3 Nights in August takes for granted that you can only learn about baseball by watching baseball games. Bissinger gives authority to the watchers—the pitching coach Duncan has a “laser eye for mechanical flaws,” the Cardinals’ video coordinator has “microscope eyes.” The 60-year-old manager La Russa, though, keeps the game’s secrets. Bissinger stalks La Russa in the dugout and clubhouse, filling up his notebook as the manager massages the egos of bench players and frets over pinch-hitting appearances.

Like George Will before him, Bissinger is seduced by Tony La Russa’s old-school charms. La Russa is a “baseball man”—a seasoned veteran who defends the game’s customs from selfish players and bloodless technocrats. His craggy, weather-beaten face is a relic of thousands of brain-busting pitching changes. His monklike devotion to filling out the lineup card mandates sequestration from his family during the season. A manager who spends so much time worrying and strategizing in his “self-imposed foxhole” has to be the keeper of the game’s secrets. La Russa certainly believes in his own relevance—after 25 years in the dugout, he’s decided that “when [my teams] suck it’s mostly because I suck.”
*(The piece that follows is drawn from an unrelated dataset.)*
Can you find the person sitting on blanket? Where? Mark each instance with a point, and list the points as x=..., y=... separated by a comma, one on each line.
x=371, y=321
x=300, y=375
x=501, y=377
Just because La Russa is ridiculously self-involved doesn’t mean he should be ignored—after all, he’s managed four World Series teams. But his conventional baseball charm doesn’t necessarily mean that he knows more than the baby-faced geeks in the front office. By showing the blind spots of old-school analysis, Moneyball exposed the old-school analysts. For Bissinger, the heroes are the guys who look like heroes—the graceful center fielder, the glowering pitcher, the stoic men in uniform. Baseball sentimentalists have a vested interest in protecting the narrative that every pitchout signal is sacred. If the unathletic pencil pushers are the real leading men, then one whole swath of sports journalism will disappear.

Moneyball’s success left a lot of brilliant sportswriters in the lurch.  They are eloquent wordsmiths, but they don’t have the nerdy hard-wiring it takes to devour page after page of decimal points. Instead of walking away from the fight, they get hung up on fencing with Lewis and the statisticians. Bissinger’s strength is communicating the emotions and passions of people like La Russa—essentially, profile writing. Friday Night Lights proved that he’s capable of describing the grip that sports can have over athletes, coaches, and fans. In 3 Nights in August, he only succeeds in showing that Michael Lewis has him in a headlock.

The only virtuoso moments in 3 Nights in August come when Bissinger describes the sudden death of Cardinals pitcher Darryl Kile. The devastation in the locker room after a friend and teammate dies is one of the things in sports that can’t be quantified. For the most part, though, Bissinger stares so deeply into La Russa’s eyes that he loses sight of when emotion is important and when it’s just a crutch for the uninformed. Sometimes, it takes a nerd to tell the difference.